I had never heard of these guys so I thought I would share. It's a great cover, just goes to show that covers don't have to be identical to the original to be good.

[video=youtube_share;e4Ao-iNPPUc]http://youtu.be/e4Ao-iNPPUc[/video]


----------



## Moosehead (Jan 6, 2011)

Ha! That was awesome!

How bout some Iron maiden

[video=youtube;Li58voy6xXM]https://www.youtube.com/watch?v=Li58voy6xXM[/video]


----------



## Milkman (Feb 2, 2006)

zurn said:


> I had never heard of these guys so I thought I would share. It's a great cover, just goes to show that covers don't have to be identical to the original to be good.
> 
> [video=youtube_share;e4Ao-iNPPUc]http://youtu.be/e4Ao-iNPPUc[/video]

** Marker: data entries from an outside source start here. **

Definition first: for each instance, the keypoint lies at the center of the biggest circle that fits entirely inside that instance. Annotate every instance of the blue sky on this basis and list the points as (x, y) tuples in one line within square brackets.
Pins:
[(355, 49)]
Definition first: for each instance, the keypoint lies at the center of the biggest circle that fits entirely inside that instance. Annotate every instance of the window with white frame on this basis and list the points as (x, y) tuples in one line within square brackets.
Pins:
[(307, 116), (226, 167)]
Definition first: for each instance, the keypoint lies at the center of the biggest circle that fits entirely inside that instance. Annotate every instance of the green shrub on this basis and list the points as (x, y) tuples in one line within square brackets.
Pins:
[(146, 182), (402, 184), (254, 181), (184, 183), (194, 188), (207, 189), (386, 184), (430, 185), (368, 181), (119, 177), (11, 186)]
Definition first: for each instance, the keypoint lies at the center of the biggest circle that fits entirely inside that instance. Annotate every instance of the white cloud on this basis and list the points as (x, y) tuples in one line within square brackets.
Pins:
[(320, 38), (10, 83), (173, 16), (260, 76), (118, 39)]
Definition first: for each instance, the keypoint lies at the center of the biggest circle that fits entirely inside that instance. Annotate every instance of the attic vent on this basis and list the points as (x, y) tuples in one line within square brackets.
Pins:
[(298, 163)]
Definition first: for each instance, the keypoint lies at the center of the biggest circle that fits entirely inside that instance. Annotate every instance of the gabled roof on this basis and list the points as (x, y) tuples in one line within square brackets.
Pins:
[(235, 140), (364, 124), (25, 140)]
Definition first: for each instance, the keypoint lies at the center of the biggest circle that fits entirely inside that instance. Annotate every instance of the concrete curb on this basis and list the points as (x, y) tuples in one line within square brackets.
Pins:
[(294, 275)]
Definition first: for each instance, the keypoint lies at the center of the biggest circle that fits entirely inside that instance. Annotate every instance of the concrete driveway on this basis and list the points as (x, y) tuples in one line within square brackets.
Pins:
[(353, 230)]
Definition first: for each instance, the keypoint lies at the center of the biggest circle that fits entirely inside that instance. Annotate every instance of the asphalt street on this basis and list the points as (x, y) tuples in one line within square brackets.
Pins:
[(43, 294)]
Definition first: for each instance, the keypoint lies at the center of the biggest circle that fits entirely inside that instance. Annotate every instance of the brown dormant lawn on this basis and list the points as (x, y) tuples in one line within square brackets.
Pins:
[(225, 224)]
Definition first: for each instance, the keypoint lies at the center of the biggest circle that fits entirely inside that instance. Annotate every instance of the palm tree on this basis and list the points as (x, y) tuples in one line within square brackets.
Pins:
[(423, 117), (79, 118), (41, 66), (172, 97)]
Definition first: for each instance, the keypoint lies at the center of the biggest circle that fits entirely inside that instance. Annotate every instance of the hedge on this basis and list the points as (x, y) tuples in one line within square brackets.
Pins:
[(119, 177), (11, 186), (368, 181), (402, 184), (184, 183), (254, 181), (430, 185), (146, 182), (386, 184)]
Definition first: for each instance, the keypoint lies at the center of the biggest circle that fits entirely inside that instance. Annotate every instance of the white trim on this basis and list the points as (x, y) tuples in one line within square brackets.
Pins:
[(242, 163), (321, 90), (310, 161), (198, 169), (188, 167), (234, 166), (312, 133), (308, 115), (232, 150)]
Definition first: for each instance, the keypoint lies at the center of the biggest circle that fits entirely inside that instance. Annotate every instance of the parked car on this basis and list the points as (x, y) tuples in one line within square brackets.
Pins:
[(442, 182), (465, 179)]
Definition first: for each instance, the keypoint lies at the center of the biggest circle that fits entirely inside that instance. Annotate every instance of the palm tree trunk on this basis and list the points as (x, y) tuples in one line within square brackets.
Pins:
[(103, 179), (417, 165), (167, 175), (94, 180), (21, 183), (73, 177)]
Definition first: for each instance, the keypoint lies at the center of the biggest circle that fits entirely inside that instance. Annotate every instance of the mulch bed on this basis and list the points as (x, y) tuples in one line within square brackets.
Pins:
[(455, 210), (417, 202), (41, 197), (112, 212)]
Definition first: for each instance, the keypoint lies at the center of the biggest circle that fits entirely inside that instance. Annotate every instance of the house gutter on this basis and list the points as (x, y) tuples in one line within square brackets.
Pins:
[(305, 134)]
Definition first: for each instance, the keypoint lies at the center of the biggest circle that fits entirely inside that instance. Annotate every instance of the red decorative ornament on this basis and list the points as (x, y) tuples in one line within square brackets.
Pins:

I agree, and I love the clip, but there's a difference between playing it your way because you have creative ideas, and playing it your way because you simply don't have the ears or chops to play it right.

So no, it doesn't have to be identical to the original to be good, but lots of players hide behind that.

These guys though, are pretty freaking cool.


----------



## marcos (Jan 13, 2009)

Love this. Very refreshing.


----------



## Scottone (Feb 10, 2006)

Kind of a similar vibe to Hayseed Dixie, who I believe did a whole album of AC/DC hillbilly covers. Heavy rock tunes seem to lend themselves well to this treatment. I was in a country band a few years back and had the idea to do a celtic cover of ELPs Lucky Man....didn't work out very well


----------



## Lola (Nov 16, 2014)

I have seen the Thunderstruck one before but HOLY CRAP Iron Maiden! That was a great cover! Loved it! Something really different but oh so good! 

Thanks for sharing. 

PS. Wouldn't mind seeing some Judas Priest!


----------



## Adcandour (Apr 21, 2013)

that maiden one was super cool.


----------



## Lola (Nov 16, 2014)

I never thought of any heavy metal song that could be turned into a hillbilly type genre song! Could you call them ********? I guess not! That might be a bit rude.


----------



## cheezyridr (Jun 8, 2009)

the hook to trooper sounds alot more like smooth criminal than the trooper. that's not to say i didn't enjoy it though. in my head i'm all like


----------